There are no typical days in this field, that’s what I love about it. I enjoy the variety; you never know what you’ll be involved in from one day to the next. Being a non-executive chairman, I enjoy the hands-on aspect of my job. Most of my days start around 6:30 a.m., when I begin to work through the administrative and dictation aspects of the job. I also meet a lot with in-house teams on large losses, such as mechanical and civil engineers, business interruption specialists, general adjusters and others, to maintain momentum and continuity on those matters. During the day, a fair amount of my time is spent reviewing other adjusters’ reports and mentoring adjusters or out on appointments and new instructions. I balance my time between inside and out of the office, but a great deal of time is spent traveling on large, complex losses.
What is the most interesting claim you’ve ever handled?
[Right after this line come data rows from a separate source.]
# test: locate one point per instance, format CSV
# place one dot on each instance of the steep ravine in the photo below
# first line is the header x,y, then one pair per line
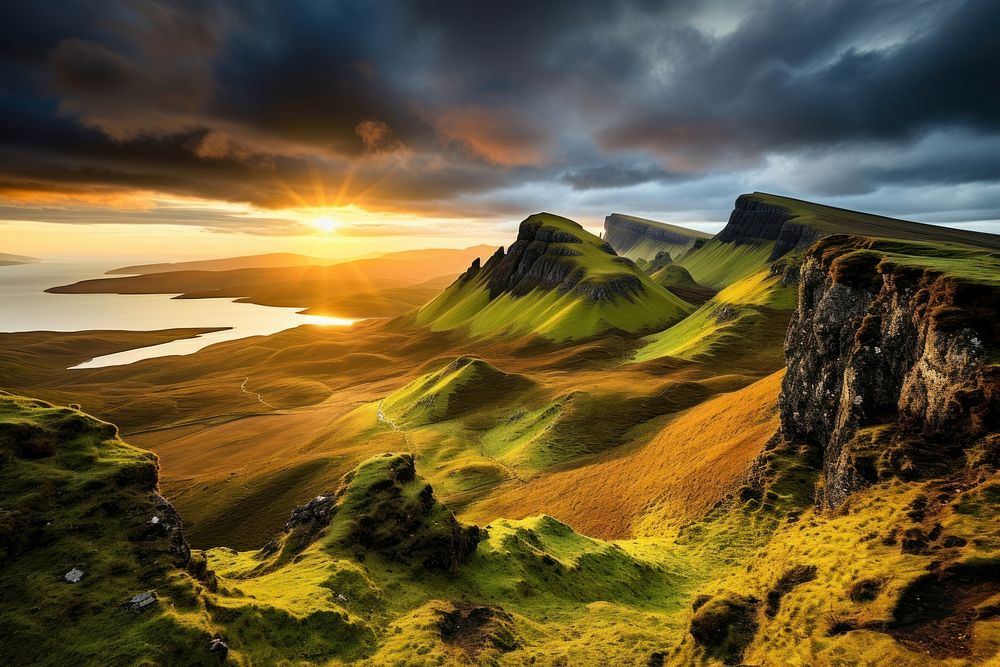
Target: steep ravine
x,y
891,364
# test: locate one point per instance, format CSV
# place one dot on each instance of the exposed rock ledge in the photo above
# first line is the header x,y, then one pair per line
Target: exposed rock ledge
x,y
889,366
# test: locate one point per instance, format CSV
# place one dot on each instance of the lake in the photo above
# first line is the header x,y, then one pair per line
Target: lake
x,y
25,306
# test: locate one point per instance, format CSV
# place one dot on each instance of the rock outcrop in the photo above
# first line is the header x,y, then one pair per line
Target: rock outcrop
x,y
755,221
382,507
890,367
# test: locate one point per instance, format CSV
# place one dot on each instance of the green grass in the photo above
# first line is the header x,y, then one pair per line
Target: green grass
x,y
718,264
464,383
641,247
721,320
552,315
832,220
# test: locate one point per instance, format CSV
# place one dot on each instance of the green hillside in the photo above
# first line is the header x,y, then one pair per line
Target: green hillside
x,y
557,281
726,318
833,220
642,239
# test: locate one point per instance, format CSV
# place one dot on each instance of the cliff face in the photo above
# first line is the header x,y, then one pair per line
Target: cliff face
x,y
627,234
889,368
754,221
543,258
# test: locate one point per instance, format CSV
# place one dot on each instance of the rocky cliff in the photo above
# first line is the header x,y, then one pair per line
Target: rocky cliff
x,y
556,281
641,238
755,221
543,257
891,359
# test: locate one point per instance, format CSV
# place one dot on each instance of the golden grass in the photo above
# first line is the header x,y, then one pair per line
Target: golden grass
x,y
696,460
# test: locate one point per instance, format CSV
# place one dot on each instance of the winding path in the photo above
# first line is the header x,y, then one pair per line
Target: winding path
x,y
243,388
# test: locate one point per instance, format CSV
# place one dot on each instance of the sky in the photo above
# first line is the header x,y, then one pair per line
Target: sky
x,y
140,128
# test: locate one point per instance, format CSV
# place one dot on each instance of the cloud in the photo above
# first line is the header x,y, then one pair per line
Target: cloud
x,y
452,109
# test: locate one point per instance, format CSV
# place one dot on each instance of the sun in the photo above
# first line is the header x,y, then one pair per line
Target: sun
x,y
324,224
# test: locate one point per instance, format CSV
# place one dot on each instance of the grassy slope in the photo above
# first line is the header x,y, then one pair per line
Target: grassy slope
x,y
723,319
832,220
562,598
73,495
465,382
549,314
685,468
718,264
647,248
372,287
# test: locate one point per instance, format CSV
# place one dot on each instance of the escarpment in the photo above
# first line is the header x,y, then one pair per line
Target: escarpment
x,y
755,221
890,358
639,238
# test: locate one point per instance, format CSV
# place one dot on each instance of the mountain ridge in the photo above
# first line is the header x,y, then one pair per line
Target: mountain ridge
x,y
563,282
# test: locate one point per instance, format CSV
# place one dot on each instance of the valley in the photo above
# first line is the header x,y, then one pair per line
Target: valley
x,y
655,447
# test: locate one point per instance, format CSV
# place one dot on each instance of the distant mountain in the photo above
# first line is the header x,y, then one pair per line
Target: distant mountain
x,y
10,260
556,281
382,286
639,238
270,260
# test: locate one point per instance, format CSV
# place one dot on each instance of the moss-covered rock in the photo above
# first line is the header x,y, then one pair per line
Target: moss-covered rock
x,y
382,507
725,625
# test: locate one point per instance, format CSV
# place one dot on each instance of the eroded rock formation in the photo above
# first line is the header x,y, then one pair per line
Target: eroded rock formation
x,y
889,366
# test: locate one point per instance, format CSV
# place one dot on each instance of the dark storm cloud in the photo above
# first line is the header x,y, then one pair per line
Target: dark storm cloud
x,y
459,108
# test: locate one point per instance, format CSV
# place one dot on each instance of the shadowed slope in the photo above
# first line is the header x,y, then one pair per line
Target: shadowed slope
x,y
639,238
556,281
691,464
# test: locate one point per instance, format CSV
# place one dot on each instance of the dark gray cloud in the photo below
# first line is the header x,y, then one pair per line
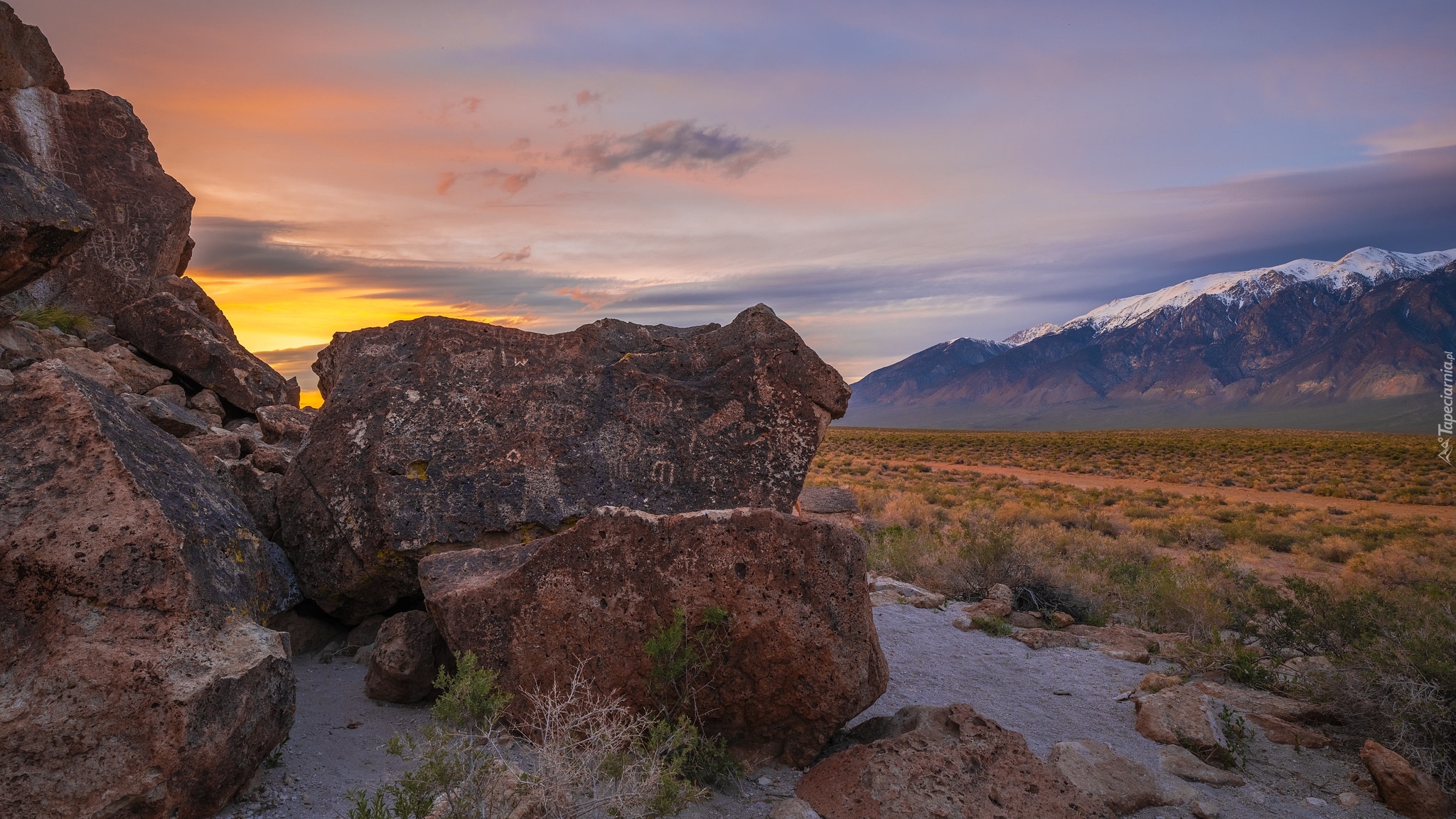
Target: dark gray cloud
x,y
675,143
Probably one that I was involved in for more than four years, with Laurie Bevan, chairman Crawford Australia; and re-insurers and brokers in London, Australia and Germany. On this matter, we were dealing with a large, complex claim worth more than U.S. $1b, resulting from the 2008 floods in Queensland, Australia affecting a number of coal mines owned by one of the world’s largest mining and industrial groups. What made this project interesting was the complexity and value of the claim, and the ongoing long-term interaction between the brokers, reinsurers, insurers, captive insurers and the adjusters. There was a complex web of companies and individuals involved with multiple attempts at negotiating settlements, eventually resolved in arbitration in Singapore two years ago for around U.S. $700m.
If you weren’t in your current profession, what would you be doing? What is your dream job?
I don’t know; I enjoy what I’m presently doing. I guess if I had to pick, I’d become a multi-billionaire through the lottery. I would spend time golfing. I consider myself a keen golfer; it’s my pressure relief valve. I also enjoy wild game viewing and bird watching.
What makes you successful at what you do?
While most adjusters today are specialists in a given area, I consider myself a jack of all trades – master of none, because I’m self-taught. I don’t have a specific degree in any specialist field; I have a diploma in Business Management, am a Fellow of the Institute of Loss Adjusters of South Africa and have served two terms as president of this institute. But, my personal philosophy for success in this job is what I do myself and it has been well accepted in South Africa now. I surround myself with experts who know what is required in any given situation. I bring together the natural talents from those who, through their experience, have become experts in their areas of expertise. I consider myself a project manager, with negotiating skills but one who is also involved in a hands-on capacity. I think teamwork is king! It is a great strength, saves time and brings great quality and benefits to the handling of claims. It’s not rocket science, but it works. Working as a team exposes them to growth potential, enhances revenue for the company and makes for a more efficient adjustment process which ultimately benefits the insured and insurer.
What’s the best advice you could give to someone to be successful in this field?
- Understand that this job requires total dedication
- One must be prepared to work long hours (you cannot be a clock-watcher and succeed at this job); you must be available 24/7
- Relationship building is extremely important
- Getting your qualifications through education and training is essential
- Committing to the team work philosophy
Are there any additional habits of highly effective adjusters?
Be prepared to acknowledge your mistakes and learn from those mistakes, learn as much as you can from your mentors, and apply what you see and learn.